Protecting Netflix Viewing Privacy at Scale

nocarrier · on Aug 8, 2016

The two AsiaBSD papers linked from the post are good for more detail. I was a little surprised they had to hack sendfile to do the crypto in the kernel in order to get the throughput they're used to with http, but the reasons are explained in the papers.

However, I'm quite surprised Netflix went with Intel's ISA-L library for AES-GCM given Intel's perf gains were so very marginal compared to BoringSSL. I would have gone with the library that had more eyeballs on it, and in general I'd give Google the edge over writing solid, secure code than I would Intel.

drewg123 · on Aug 8, 2016

I'm on the team. A few limited comments:

ISA-L: There will be some more recent results presented next week at IDF: http://myeventagenda.com/sessions/0B9F4191-1C29-408A-8B61-65...

Hacking sendfile:

Note that only the bulk encryption for a limited number of ciphers is done in the kernel.
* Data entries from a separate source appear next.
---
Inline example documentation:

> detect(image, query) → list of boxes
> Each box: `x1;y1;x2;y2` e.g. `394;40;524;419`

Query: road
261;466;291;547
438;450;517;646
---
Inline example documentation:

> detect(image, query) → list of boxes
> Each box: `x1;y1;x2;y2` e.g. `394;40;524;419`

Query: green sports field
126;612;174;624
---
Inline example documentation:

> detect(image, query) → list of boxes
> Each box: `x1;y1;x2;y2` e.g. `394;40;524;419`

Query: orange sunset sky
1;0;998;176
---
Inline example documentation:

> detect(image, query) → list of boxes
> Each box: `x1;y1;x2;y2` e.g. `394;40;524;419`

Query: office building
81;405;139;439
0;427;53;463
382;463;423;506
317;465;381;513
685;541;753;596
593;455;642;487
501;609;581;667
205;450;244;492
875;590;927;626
All the TLS setup still happens in the userspace SSL library. So the kernel part is quite small. So it is more like hacking the bulk encryption into the kernel, not the entire library.

mfjordvald · on Aug 8, 2016

Have you guys ever written anything on how you configure nginx and FreeBSD in general? Would love to read more about this.

drewg123 · on Aug 8, 2016

That's a great idea -- I will pass it along.
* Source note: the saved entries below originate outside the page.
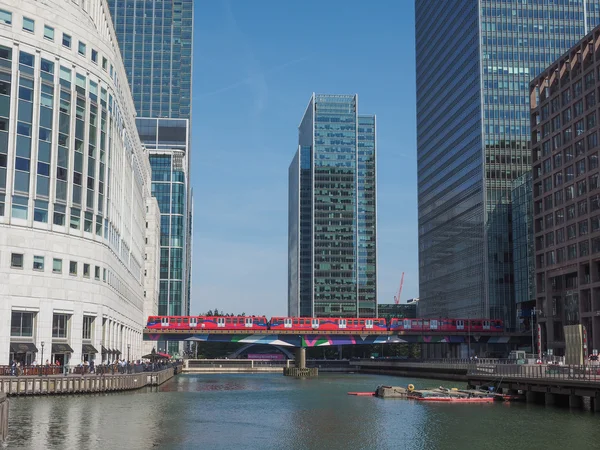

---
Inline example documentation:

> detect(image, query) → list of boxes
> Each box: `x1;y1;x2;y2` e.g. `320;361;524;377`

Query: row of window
11;310;137;352
8;250;142;311
10;252;106;279
0;8;112;73
11;311;92;340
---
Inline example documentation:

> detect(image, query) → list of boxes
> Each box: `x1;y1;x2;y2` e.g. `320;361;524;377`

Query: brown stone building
531;26;600;356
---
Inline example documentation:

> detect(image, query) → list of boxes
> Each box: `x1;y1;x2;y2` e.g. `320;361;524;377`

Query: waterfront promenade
0;363;181;396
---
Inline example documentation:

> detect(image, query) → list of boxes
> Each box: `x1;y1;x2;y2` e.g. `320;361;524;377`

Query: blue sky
190;0;417;315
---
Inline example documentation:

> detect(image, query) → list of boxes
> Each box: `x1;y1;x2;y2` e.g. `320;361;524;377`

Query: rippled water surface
7;373;600;449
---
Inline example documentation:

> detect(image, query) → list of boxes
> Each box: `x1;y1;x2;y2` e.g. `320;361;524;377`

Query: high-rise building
531;25;600;355
0;0;159;365
511;172;536;333
415;0;600;329
288;94;377;318
107;1;194;348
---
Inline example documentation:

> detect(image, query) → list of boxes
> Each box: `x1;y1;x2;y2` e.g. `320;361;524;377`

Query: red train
146;316;504;333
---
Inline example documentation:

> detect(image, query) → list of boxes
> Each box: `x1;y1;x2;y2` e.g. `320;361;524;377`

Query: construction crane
394;272;405;305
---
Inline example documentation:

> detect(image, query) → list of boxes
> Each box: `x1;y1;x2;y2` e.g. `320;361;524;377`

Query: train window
198;318;203;323
176;318;182;324
294;319;298;325
359;320;364;325
183;318;188;323
451;320;456;326
412;320;418;326
170;318;176;323
423;320;429;326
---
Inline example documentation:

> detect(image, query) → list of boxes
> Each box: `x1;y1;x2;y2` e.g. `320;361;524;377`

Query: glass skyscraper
108;1;194;342
415;0;600;329
511;172;535;332
288;94;377;318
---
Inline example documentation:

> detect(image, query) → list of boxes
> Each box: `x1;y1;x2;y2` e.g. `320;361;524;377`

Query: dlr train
146;316;504;333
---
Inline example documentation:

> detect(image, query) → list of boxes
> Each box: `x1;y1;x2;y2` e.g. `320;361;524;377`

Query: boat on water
408;387;495;403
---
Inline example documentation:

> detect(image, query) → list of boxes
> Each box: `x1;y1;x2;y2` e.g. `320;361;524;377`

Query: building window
53;204;66;226
91;49;98;63
69;261;77;276
52;258;62;274
52;314;68;338
78;41;86;56
33;255;44;271
11;311;33;337
82;316;94;340
22;17;34;33
44;25;54;40
11;253;23;268
0;9;11;25
102;57;107;70
102;268;106;282
94;266;100;280
83;263;90;278
62;33;71;48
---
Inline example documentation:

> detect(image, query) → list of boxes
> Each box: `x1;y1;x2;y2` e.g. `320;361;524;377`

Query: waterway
5;372;600;449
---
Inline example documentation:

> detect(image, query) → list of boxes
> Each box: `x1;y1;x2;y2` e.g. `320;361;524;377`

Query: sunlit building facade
108;0;194;352
289;94;377;318
416;0;600;329
0;0;158;366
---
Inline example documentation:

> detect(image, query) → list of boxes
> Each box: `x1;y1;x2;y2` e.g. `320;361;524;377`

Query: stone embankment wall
0;393;7;442
0;368;175;397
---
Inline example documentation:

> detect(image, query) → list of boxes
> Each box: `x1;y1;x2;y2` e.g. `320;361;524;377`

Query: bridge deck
143;328;525;336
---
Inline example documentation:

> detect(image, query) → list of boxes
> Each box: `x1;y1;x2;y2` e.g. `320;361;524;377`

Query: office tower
288;94;377;318
108;1;194;344
0;0;158;365
415;0;600;329
531;25;600;355
511;173;536;333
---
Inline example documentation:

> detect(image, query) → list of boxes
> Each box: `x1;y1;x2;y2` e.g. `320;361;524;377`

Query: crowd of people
4;358;176;376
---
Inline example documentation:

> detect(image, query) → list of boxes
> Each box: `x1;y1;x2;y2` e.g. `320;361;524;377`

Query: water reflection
7;374;600;449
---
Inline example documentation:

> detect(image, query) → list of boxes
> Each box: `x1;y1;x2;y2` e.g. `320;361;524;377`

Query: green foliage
200;310;246;317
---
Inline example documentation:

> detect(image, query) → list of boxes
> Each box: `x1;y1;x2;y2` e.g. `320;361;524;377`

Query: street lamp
40;341;45;376
127;344;131;373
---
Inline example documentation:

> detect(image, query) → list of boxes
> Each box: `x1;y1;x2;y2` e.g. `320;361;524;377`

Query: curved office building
0;0;157;366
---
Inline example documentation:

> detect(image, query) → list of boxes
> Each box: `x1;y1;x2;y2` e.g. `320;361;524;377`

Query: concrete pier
0;393;7;443
283;349;317;377
295;348;306;369
569;394;583;409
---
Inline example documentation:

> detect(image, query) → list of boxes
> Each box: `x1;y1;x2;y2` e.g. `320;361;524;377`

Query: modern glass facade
511;172;535;332
288;94;377;318
377;304;417;323
107;0;193;119
108;0;193;341
416;0;600;329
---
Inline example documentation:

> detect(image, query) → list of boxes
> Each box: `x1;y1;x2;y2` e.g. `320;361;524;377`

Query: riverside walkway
0;363;181;396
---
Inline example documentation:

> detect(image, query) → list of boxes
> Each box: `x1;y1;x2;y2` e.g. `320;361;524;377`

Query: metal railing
468;363;600;382
0;361;182;377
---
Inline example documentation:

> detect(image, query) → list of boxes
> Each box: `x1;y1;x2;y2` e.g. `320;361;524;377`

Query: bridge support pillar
569;395;583;409
295;348;306;369
545;393;556;406
592;395;600;412
526;391;539;404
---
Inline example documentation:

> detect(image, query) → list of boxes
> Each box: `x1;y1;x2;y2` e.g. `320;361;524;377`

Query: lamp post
127;344;131;373
40;341;45;376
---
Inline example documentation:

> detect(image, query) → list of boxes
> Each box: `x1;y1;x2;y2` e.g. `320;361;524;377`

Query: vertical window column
0;45;12;201
56;66;72;206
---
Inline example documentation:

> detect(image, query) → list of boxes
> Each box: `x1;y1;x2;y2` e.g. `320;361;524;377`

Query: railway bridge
143;329;530;373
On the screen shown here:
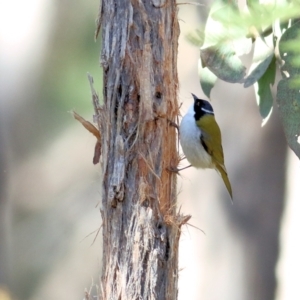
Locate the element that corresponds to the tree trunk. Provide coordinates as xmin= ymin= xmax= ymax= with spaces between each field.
xmin=95 ymin=1 xmax=186 ymax=299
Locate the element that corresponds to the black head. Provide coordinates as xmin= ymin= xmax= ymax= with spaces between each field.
xmin=191 ymin=93 xmax=214 ymax=121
I'm afraid that most of the interesting "configuration" is to run patched kernel (async sendfile vs aio + sendfile, tls sendfile vs read/encrypt/send, etc). Of course, I work on the kernel, so I'm biased :)

2trill2spill · on Aug 8, 2016

> I'm afraid that most of the interesting "configuration" is to run patched kernel (async sendfile vs aio + sendfile, tls sendfile vs read/encrypt/send, etc).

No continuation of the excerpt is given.